CJ’s massive support

Filed under: NEW GOVERNMENT AFTER MARCH 24-2008 — civilsocietypakistan @ 12:30 am

THE NATION

APRIL 14, 2008

EDITORIAL

It is a measure of people’s intense desire for an independent judiciary and strong ire against President Musharraf’s unconstitutional act of removing Chief Justice Iftikhar Muhammad Chaudhry and more than 50 judges of the superior courts that 81 percent of them, according to Gallup Pakistan, favour the CJ’s restoration. Only a paltry 17 percent have opposed the idea and two percent remained non-committal in the poll results released on Saturday. It is hard to fault the logic behind this overwhelming wish.
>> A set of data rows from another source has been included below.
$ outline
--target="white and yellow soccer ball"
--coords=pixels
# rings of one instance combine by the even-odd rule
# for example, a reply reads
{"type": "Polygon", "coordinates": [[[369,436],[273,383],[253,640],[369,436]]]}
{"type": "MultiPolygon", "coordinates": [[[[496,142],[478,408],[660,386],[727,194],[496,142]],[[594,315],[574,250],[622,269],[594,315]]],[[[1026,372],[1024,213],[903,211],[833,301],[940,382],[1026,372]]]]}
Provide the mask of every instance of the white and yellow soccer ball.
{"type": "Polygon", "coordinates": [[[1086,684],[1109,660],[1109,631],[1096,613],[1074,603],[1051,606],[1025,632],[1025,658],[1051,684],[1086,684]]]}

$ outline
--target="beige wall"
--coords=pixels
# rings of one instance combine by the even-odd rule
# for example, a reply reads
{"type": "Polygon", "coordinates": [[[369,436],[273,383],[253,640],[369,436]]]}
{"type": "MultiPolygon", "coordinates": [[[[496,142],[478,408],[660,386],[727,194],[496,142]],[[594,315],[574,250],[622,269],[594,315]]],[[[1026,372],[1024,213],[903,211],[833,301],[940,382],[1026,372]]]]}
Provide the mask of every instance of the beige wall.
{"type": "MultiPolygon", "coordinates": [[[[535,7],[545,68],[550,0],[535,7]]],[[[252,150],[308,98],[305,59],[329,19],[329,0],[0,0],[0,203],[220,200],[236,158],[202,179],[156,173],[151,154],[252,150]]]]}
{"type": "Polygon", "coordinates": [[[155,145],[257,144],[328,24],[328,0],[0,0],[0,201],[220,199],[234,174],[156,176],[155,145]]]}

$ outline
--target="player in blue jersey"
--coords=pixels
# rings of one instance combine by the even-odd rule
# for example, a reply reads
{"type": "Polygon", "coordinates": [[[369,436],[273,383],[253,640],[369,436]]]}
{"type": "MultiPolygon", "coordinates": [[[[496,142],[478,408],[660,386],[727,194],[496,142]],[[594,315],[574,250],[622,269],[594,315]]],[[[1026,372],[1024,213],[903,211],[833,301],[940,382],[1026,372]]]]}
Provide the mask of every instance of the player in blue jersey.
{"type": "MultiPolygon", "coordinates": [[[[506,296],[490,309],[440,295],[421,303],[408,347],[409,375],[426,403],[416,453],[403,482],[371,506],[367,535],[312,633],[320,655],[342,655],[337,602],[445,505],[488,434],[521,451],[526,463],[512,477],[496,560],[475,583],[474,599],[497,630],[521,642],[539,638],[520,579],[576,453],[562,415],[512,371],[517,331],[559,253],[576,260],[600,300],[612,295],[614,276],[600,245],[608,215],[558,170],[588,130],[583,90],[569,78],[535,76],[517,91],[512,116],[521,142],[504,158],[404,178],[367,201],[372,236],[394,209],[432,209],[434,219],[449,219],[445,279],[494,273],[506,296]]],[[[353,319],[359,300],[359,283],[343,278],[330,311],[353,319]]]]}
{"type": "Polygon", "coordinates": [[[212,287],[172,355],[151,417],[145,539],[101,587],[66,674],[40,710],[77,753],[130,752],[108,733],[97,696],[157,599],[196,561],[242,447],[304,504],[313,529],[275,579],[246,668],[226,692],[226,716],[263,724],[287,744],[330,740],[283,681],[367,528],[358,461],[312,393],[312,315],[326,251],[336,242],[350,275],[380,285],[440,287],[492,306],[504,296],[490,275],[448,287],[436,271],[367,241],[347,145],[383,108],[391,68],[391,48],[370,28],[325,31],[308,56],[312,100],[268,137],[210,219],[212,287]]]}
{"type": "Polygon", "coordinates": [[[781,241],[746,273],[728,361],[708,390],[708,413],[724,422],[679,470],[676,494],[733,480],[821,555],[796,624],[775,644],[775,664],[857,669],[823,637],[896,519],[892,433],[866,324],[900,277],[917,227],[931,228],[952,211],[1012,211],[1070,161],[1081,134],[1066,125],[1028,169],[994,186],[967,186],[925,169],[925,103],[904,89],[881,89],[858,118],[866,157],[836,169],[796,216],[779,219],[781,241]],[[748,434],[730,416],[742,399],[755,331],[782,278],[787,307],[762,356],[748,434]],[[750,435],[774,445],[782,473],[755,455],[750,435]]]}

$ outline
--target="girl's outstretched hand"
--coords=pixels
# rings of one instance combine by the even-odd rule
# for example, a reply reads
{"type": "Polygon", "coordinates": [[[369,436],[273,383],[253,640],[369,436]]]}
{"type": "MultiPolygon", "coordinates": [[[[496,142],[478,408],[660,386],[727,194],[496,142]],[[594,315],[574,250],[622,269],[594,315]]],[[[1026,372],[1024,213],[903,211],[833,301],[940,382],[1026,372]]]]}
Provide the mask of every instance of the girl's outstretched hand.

Chief Justice Chaudhry had spearheaded, through suo moto actions, the recovery of what have come to be called ‘missing persons’, who in fact had been spirited away by the intelligence agencies from their homes on the excuse of nabbing ‘terrorists’. It went to his credit that he secured the recovery of a goodly number of them out of the several hundred or, maybe as claimed by certain sources, thousands who suffered the ordeal. He had also taken notice of official transgression and mismanagement in cases other than those pertaining to the missing persons. The President’s action against the judiciary that was helping redress public grievances against the establishment’s wrongdoings was seen as an assault on the independence of the judiciary. Having experienced its benefits, the people strongly believe, and rightly, that it can set the ball rolling for a cleaner administration.
The deposed Chief Justice has also reiterated his vow not to resign once he is rehabilitated in the post but has assured that he would perform his duties in accordance with law and the Constitution, dismissing fears in some circles that he might be vengeful against those who supported his ouster. At the same time, the PML-N and the Jamaat Islami have articulated in unambiguous terms the view that the restoration of judges within 30 days of the formation of the government was a national requirement that would ‘eliminate palace intrigues’ and put real democracy back on the rails.
The polls reflected the strength of public confidence when a good two-thirds of respondents countywide gave a ‘very favourable’ or ‘favourable’ view of Prime Minister Yousaf Raza Gillani, that hopefully would be borne out as his government functions. And 29 percent judges him fair and only seven percent gave him a poor rating. This optimistic feeling is also seen in the change of general perception about the country’s future. Now 45 percent of the people believe that the country is headed towards the right direction as against barely 15 percent of the respondents of the Gallup poll conducted before the February 18 general elections. Understandably, the President’s popularity graph remains markedly low: 26 favour his continuation and 73 percent his ouster (51 percent through resignation and 22 percent by a possible move of impeachment).